Other indirect evidence that local conditions matter to health comes from articles that use movers to study how local conditions affect the delivery of health care and other non-health outcomes that could end up being account affect health. For example, Song et al. (2010) show that as Medicare beneficiaries move between regions, rates of medical diagnoses change. Finkelstein, Gentzkow, and Williams (2016) study Medicare beneficiaries who move between zones and show that place of residence affects the medical expenses of the movers. Molitor (2018) examines cardiologists who move and finds that, on average, their own practice patterns change by 60-80% of the difference in local standards between their new practice areas and their home area.

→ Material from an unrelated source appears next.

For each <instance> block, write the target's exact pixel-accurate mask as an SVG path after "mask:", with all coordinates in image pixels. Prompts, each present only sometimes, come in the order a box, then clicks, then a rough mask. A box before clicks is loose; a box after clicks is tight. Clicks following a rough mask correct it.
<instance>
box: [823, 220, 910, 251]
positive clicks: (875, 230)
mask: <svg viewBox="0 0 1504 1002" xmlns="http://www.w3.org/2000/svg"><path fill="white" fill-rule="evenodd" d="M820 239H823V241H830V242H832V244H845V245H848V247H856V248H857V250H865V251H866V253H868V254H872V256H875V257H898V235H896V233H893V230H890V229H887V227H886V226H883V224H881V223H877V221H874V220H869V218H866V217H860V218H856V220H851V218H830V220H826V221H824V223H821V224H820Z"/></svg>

There are a lot of complexities when looking at the effects of health. So far, research based on people moving from one place to another (i.e. not on correlations looking at health effects in different places) suggests that health effects places are real, but does not yet give solid answers as to why they are real. . The authors write:

The observed geographic dispersion of life expectancy and the evidence of people moving between areas strongly suggest that where you live matters when you die. However, determining whether the health effects of the site are significant or insignificant has only been completed very recently. New evidence comparing movers to other movers to estimate the health effects of location suggests that, at least for some groups, location has an important health effect. However, more research is needed to take advantage of these findings and, in particular, to understand the effect of location at younger ages on long-term longevity. While there are many plausible mechanisms by which these location effects can materialize, the question of exactly what makes some places better for your health than others has so far not been answered directly. in no existing study.